5.3.2 Dotcom period (monthly data)
Table 6: Dotcom — dispersion predicting spread widening (selective display)
SampleTestCoefficientp-value
IGStandard deviation of credit spreads−0.1610.055
HYStandard deviation of credit spreads+0.0470.037
HYStandard deviation of credit spread changes+0.380<0.001

For the monthly dotcom data, we obtain the following results:

  • For HY, dispersion significantly predicts future widening.
  • This is exactly what structural theory predicts when fragility rises.
  • For IG, results are weaker and partly opposite-signed.

Thus, we can summarise the differences between the two periods as follows:

RegimeHY dispersion → widening
DotcomYes
AINo

Dispersion functions as a fragility signal only when default risk becomes binding.

6. Results summary

If we sum up the empirical results, we find:

  1. IG excess spreads predict equity weakness in the AI period.
  2. Asymmetry is strong for IG in AI period.
  3. Dispersion predicts widening in HY during the Dotcom period.
  4. Dispersion does not predict widening in the AI period, consistent with the absence of systemic fragility.

The quantitative evidence, therefore, supports a regime-dependent view:

  • Credit spreads — especially sector excess spreads — predict equity weakness when fragility materialises.
  • Cross-sectional dispersion acts as a warning signal in lower-rated segments when volatility rises.
  • During valuation-driven expansions without rising default risk, neither spreads nor dispersion consistently lead equity markets.
7. Conclusion

Credit spreads are not universal bubble detectors. Their predictive power depends on:

  • the presence of financial fragility,
  • the rating segment,
  • whether volatility and leverage are rising.

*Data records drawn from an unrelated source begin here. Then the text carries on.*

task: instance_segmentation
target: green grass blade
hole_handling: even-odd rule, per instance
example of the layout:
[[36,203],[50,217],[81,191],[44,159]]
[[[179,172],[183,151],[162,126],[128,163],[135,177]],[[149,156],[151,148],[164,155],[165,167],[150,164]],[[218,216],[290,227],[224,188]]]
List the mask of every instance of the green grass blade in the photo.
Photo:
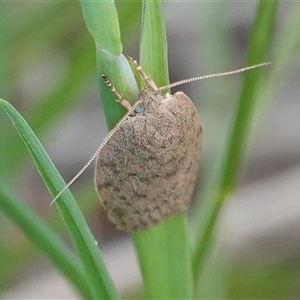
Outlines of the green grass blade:
[[[140,64],[158,86],[168,84],[167,41],[160,1],[143,2]],[[132,235],[148,299],[191,299],[186,217],[171,217]]]
[[[277,5],[278,1],[260,1],[249,42],[247,65],[265,61]],[[253,122],[262,71],[264,70],[256,69],[244,74],[233,128],[229,133],[225,152],[220,159],[219,173],[214,178],[210,178],[211,181],[207,184],[207,190],[204,191],[206,193],[204,195],[205,205],[201,207],[202,211],[199,210],[199,229],[193,260],[195,280],[199,278],[201,273],[220,210],[224,201],[234,190],[239,164],[249,136],[250,124]]]
[[[65,183],[43,146],[13,106],[0,99],[0,107],[7,113],[18,130],[50,193],[53,196],[56,195],[65,186]],[[56,204],[81,259],[94,298],[118,299],[118,293],[107,273],[93,235],[71,193],[66,191]]]
[[85,299],[92,294],[82,265],[58,236],[0,182],[0,209],[28,239],[75,285]]
[[122,52],[122,43],[114,1],[81,0],[80,3],[84,21],[97,47],[110,55],[119,56]]
[[137,85],[127,58],[122,54],[119,20],[114,2],[83,0],[81,6],[84,20],[96,44],[98,84],[107,126],[112,129],[126,110],[115,101],[114,95],[102,79],[102,74],[132,102],[138,94]]

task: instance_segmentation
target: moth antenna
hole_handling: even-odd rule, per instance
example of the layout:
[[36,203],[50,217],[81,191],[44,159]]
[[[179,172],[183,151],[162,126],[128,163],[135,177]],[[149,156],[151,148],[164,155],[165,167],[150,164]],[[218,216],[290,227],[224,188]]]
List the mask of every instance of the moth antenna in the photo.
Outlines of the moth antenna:
[[272,64],[271,62],[265,62],[265,63],[261,63],[261,64],[258,64],[258,65],[253,65],[253,66],[250,66],[250,67],[246,67],[246,68],[234,70],[234,71],[229,71],[229,72],[224,72],[224,73],[216,73],[216,74],[210,74],[210,75],[204,75],[204,76],[198,76],[198,77],[188,78],[188,79],[180,80],[180,81],[177,81],[177,82],[174,82],[174,83],[162,86],[157,91],[161,92],[163,90],[170,89],[170,88],[173,88],[173,87],[178,86],[178,85],[182,85],[182,84],[186,84],[186,83],[190,83],[190,82],[198,81],[198,80],[202,80],[202,79],[209,79],[209,78],[214,78],[214,77],[221,77],[221,76],[238,74],[238,73],[242,73],[242,72],[249,71],[249,70],[252,70],[252,69],[256,69],[256,68],[260,68],[260,67],[265,67],[265,66],[268,66],[268,65],[271,65],[271,64]]
[[111,139],[111,137],[115,134],[115,132],[120,128],[122,123],[126,121],[130,115],[134,114],[134,109],[137,105],[140,104],[140,101],[136,102],[132,107],[132,110],[128,111],[126,115],[117,123],[117,125],[108,133],[104,141],[98,147],[96,152],[92,155],[89,161],[83,166],[83,168],[69,181],[69,183],[52,199],[50,205],[52,205],[73,183],[74,181],[90,166],[90,164],[96,159],[98,154],[101,152],[106,143]]

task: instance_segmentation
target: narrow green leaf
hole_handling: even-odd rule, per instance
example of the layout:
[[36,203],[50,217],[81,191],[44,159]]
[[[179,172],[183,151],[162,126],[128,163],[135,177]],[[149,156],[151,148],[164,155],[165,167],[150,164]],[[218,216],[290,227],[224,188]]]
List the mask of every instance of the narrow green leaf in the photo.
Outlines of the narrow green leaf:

In the AI cycle, IG excess spreads contain short-horizon information, primarily in downside regimes. Dispersion does not signal systemic instability in this regime. In the Dotcom episode, HY dispersion predicted subsequent widening, consistent with volatility-driven fragility dynamics.

The central conclusion is therefore:

Credit spreads warn of rising default risk and volatility — not of valuation exuberance alone.